JOHN HARRIS v JOHN PHILLIPS.—claim 17s. 3d., for work done as carpenter, in the parish of Goytrey. To pay by two instalments.
CHARGE OF TRESPASS.—William Morris, charged with trespass on lands of Thomas James, at Mamhilad for the purpose of cutting twigs for basketmaking, was discharged, as the witness against him, a besom maker, named Rawlings, proved himself unworthy of belief, by denying that he had received parish pay under the pretence of being blind, while it was well-known that he had done so.
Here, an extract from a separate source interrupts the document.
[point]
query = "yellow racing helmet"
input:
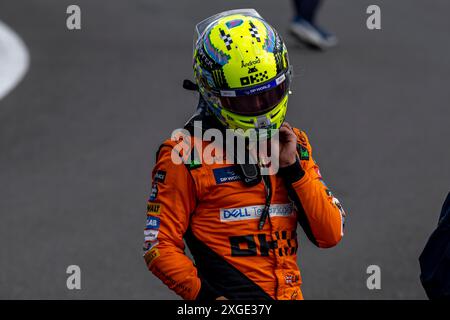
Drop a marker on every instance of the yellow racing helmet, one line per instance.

TRYING HIS RIGHT.—John Waters, of Goytrey, was summoned for encroachment, by depositing a quantity of mould on the side of the highway within 15 feet of the centre of the road. Henry Williams, surveyor, stated that he had seen the mould, and was instructed by the Highway Board to prosecute. Mr Greenway said he would admit that the defendant put the mould there, but it was on his own land, over which he had exercised right of ownership upwards of 30 years. The late Mr Owen tried to get him from there, and issued a writ; so that the case was now in the Court of Queen’s Bench, and this Bench had no jurisdiction. The case was adjourned.
At the parish church of St. George, Gloucester, April 14, by the father of the bride, assisted by the Rev. Richard Byrde, the Rev. Frederick Louis Byrde, the son of Henry Charles Byrde, Esq., J.P., of Goytrey house, Monmouthshire, to Christiana Nattle youngest daughter of the Rev. T. N. Grigg, vicar.
FROM THE ‘LONDON GAZETTE’.—Bankrupt, Tuesday, May 18.—Joshua Evans, Llanover, clerk in holy orders, May 29, Bristol.